Calculate Market Cap, Share Price, or Shares Outstanding
Fill in any two values below and click Calculate. The tool will compute the missing value automatically.
What Is Market Capitalization?
Market capitalization (often shortened to market cap) is the total market value of a company’s outstanding shares. It is one of the fastest ways to estimate the size of a publicly traded business.
Investors, analysts, and finance students use market cap to compare companies, sort stocks by size, and build portfolios with specific risk profiles.
The Core Formula
The formula is straightforward:
Market Capitalization = Share Price × Shares Outstanding
For example, if a company has a share price of $50 and 100 million shares outstanding, then:
- Market Cap = 50 × 100,000,000
- Market Cap = 5,000,000,000
- So the company is worth $5 billion in market cap terms.
How to Use This Market Capitalization Calculator
Option 1: Calculate Market Cap
Enter Share Price and Shares Outstanding, then click Calculate. The calculator fills in market cap.
Option 2: Calculate Share Price
Enter Market Capitalization and Shares Outstanding. The calculator computes the implied share price.
Option 3: Calculate Shares Outstanding
Enter Market Capitalization and Share Price. The calculator computes shares outstanding.
Why Market Cap Matters to Investors
Market cap is often used to group stocks into categories:
- Nano cap: Under $50 million
- Micro cap: $50 million to $300 million
- Small cap: $300 million to $2 billion
- Mid cap: $2 billion to $10 billion
- Large cap: $10 billion to $200 billion
- Mega cap: Over $200 billion
These ranges are common in equity analysis. Larger companies are generally more established, while smaller ones may offer higher growth potential with higher volatility.
Important Limitations
Market cap is useful, but it is not the full story. Keep these points in mind:
- It does not include company debt.
- It can change quickly with stock price moves.
- Different share classes and dilution can affect interpretation.
- A high market cap does not guarantee a strong balance sheet.
Market Cap vs. Enterprise Value
Enterprise Value (EV) adjusts for cash and debt. If you want a broader valuation metric, EV can be more informative for comparing operating businesses. Still, market cap remains the most widely referenced size metric.
Practical Use Cases
- Screening stocks by company size.
- Comparing competitors in the same industry.
- Estimating index eligibility (many indexes use size thresholds).
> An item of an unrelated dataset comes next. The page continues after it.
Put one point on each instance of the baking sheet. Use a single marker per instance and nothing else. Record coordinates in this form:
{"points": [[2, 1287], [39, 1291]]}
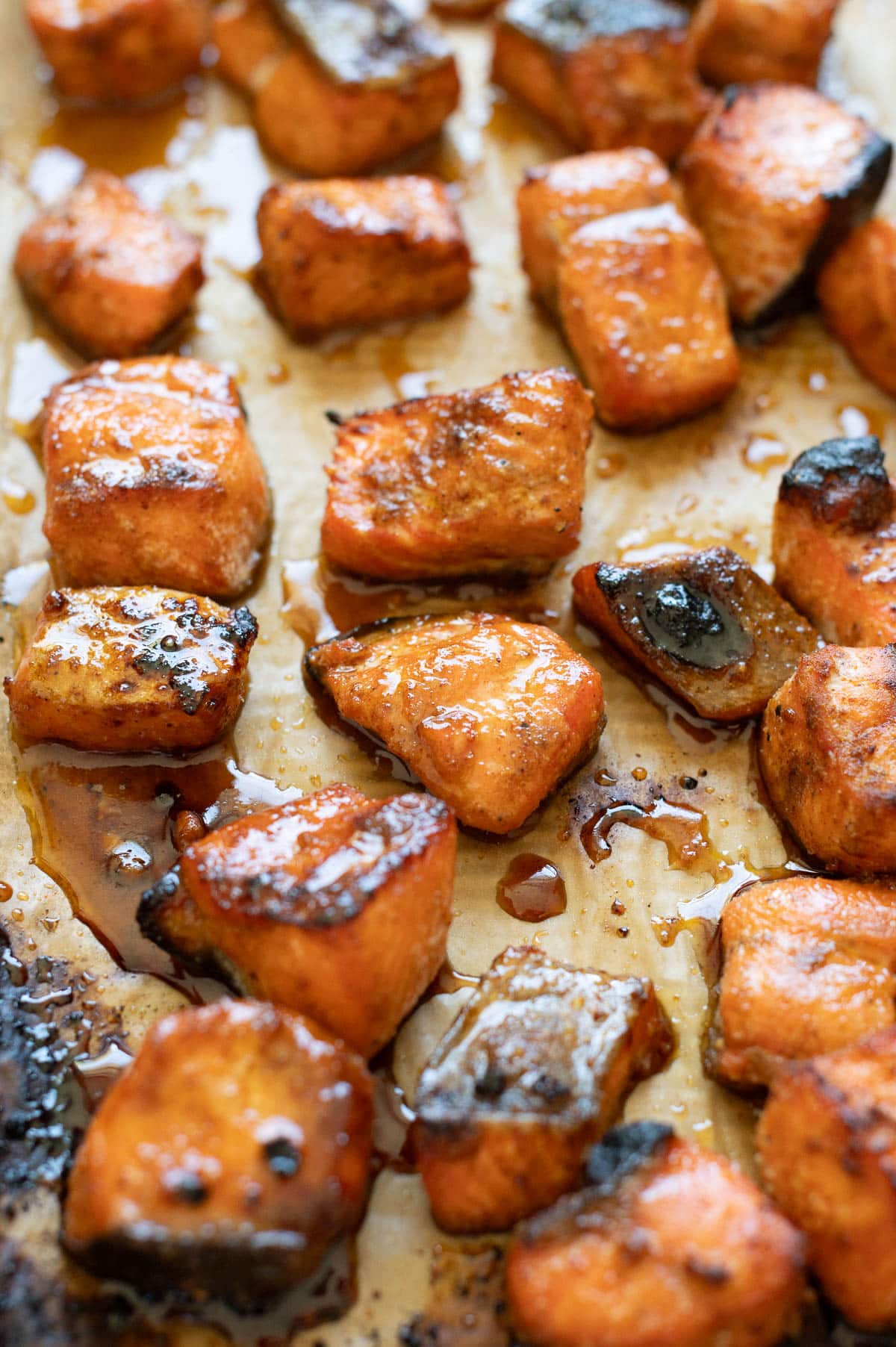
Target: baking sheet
{"points": [[709, 481]]}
- Checking whether a valuation move is driven by price or share count changes.
Final Thoughts
A market capitalization calculator is a quick, practical finance tool. In seconds, you can move between share price, shares outstanding, and total equity value. Use it as a first-pass valuation check, and combine it with deeper analysis such as earnings, cash flow, debt, and growth assumptions before making investment decisions.